Note: The discount is client-side, so you may need to switch browsers if you are going to the Helix site to buy (or turn off ad-block). From what I can see Amazon does not have these issues.

10 million DTC dense marker genotypes by end of 2017?


Today I got an email from 23andMe that they’d hit the 2 million customer mark. Since they reached their goal of 1 million kits purchased the company seems to have taken its foot off the pedal of customer base growth to focus on other things (in particular, how to get phenotypic data from those who have been genotyped). In contrast Ancestry has been growing at a faster rate of late. After talking to Spencer Wells (who was there at the beginning of the birth of this sector) we estimated that the direct-to-consumer genotyping kit business is now north of 5 million individuals served. Probably closer to 6 or 7 million, depending on the numbers you assume for the various companies (I’m counting autosomal only).

This pretty awesome. Each of these firm’s genotype in the range of 100,000 to 1 million variant markers, or single nucleotide base pairs. 20 years ago this would have been an incredible achievement, but today we’re all excited about long-read sequencing from Oxford Nanopore. SNP-chips are almost ho-hum.

But though sequencing is the cutting edge, the final frontier and terminal technology of reading your DNA code, genotyping in humans will be around for a while because of cost. At ASHG last year a medical geneticist was claiming price points in bulk for high density SNP-chips are in the range of the low tens of dollars per unit. A good high coverage genome sequence is still many times more expensive (perhaps an order of magnitude ore more depending on who you believe). It also can impose more data processing costs than a SNP-chip in my experience.

Here’s a slide from Spencer:

I suspect genotyping will go S-shaped before 2025 after explosive growth in genotyping. Some people will opt-out. A minority of the population, but a substantial proportion. At the other extreme of the preference distribution you will have those who will start getting sequenced. Researchers will begin talk about genotyping platforms like they talk about microarrays (yes, I know at places like the Broad they already talk about genotyping like that, but we can’t all be like the Broad!).
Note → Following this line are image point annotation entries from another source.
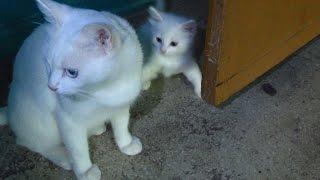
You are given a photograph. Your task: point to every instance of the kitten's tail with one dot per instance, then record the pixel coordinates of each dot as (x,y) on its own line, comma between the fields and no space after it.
(3,116)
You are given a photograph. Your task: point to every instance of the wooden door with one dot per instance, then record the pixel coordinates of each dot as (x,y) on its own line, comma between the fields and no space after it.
(246,38)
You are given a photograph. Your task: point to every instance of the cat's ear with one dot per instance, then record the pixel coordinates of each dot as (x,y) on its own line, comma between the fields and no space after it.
(155,16)
(99,35)
(54,12)
(190,27)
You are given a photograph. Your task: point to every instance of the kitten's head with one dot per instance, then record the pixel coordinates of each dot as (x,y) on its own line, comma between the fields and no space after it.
(81,50)
(171,35)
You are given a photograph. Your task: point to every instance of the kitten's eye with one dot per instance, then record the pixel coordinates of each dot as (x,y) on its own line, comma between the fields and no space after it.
(72,73)
(173,44)
(159,40)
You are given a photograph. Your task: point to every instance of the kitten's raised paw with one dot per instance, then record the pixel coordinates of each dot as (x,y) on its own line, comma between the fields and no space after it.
(100,130)
(135,147)
(93,173)
(146,85)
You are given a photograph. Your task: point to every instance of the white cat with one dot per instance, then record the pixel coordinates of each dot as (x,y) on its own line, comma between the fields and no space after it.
(167,40)
(71,76)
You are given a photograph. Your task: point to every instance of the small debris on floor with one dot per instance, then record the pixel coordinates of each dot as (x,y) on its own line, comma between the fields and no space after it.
(269,89)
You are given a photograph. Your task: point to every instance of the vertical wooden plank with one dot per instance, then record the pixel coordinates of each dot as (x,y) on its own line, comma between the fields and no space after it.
(247,38)
(212,50)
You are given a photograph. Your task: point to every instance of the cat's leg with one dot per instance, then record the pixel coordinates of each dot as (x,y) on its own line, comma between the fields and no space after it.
(75,138)
(59,156)
(127,143)
(99,130)
(150,72)
(193,74)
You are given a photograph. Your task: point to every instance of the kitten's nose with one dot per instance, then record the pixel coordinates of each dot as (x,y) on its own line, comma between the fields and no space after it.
(54,89)
(163,50)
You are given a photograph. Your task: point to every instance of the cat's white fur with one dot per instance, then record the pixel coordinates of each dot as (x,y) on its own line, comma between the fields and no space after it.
(163,58)
(106,52)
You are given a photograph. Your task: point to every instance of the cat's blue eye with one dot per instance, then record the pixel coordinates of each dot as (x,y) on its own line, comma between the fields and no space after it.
(173,44)
(159,40)
(72,73)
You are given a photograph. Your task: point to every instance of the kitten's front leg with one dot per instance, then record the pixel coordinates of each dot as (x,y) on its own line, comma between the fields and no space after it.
(193,74)
(127,143)
(150,72)
(75,138)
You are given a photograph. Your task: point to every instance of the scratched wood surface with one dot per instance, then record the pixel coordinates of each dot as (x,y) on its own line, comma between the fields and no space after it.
(247,38)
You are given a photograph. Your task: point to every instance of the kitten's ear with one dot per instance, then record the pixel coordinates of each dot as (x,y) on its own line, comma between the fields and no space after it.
(155,16)
(54,12)
(99,35)
(190,26)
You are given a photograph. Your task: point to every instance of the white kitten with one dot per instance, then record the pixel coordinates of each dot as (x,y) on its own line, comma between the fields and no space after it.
(170,38)
(71,76)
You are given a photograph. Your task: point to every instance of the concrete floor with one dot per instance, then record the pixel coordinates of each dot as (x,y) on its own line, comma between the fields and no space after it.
(253,136)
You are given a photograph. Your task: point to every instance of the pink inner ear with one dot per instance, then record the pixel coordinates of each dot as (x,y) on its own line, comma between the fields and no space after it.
(103,36)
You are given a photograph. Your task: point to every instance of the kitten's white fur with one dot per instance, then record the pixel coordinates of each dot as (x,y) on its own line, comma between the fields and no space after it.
(163,58)
(58,124)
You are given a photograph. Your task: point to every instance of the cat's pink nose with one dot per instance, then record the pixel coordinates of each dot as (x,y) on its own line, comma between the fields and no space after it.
(54,89)
(163,50)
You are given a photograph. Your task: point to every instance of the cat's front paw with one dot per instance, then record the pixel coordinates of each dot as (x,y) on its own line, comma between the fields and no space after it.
(135,147)
(146,85)
(93,173)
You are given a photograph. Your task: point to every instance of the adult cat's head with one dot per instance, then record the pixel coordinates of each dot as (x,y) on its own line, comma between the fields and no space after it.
(81,49)
(171,34)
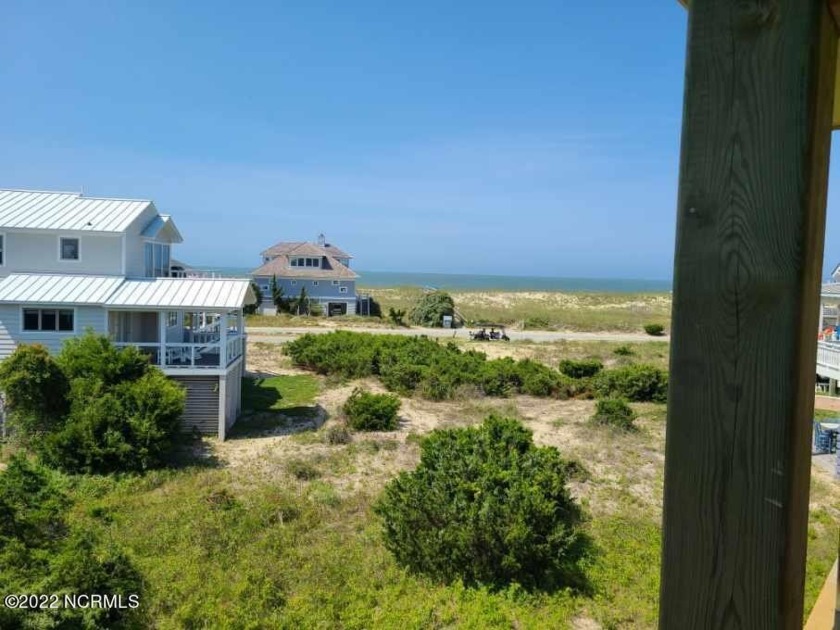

Here’s an article from 2007 on 23andMe in Wired. They’re excited about paying $1,000 genotyping services…the cost now of the cheapest high quality (30x) whole genome sequences. Though 23andMe has a higher price point for its medical services, many of the companies are pushing their genotyping+ancestry below $100, a value it had stabilized at for a few years. Family Tree DNA has a father’s day sale for $69 right now. Ancestry looks to be $79. The Israel company MyHeritage is also pushing a $69 sale price (the CSO there is advertising that he’s hiring human geneticists, just so you know). It seems very likely that a $50 price point is within site in the next few years as SNP-chip costs become trivial and all the expenses are on the data storage/processing and visualization costs. I think psychologically for many people paying $50 is not cheap, but it is definitely not expensive. $100 feels expensive.

Ultimately I do wonder if I was a bit too optimistic that 50% of the US population will be sequenced at 30x by 2025. But the dynamic is quite likely to change rapidly because of a technological shift as the sector goes through a productivity uptick. We’re talking about exponential growth, which humans have weak intuition about….

Addendum: Go into the archives of Genomes Unzipped and reach the older posts. Those guys knew where we were heading…and we’re pretty much there.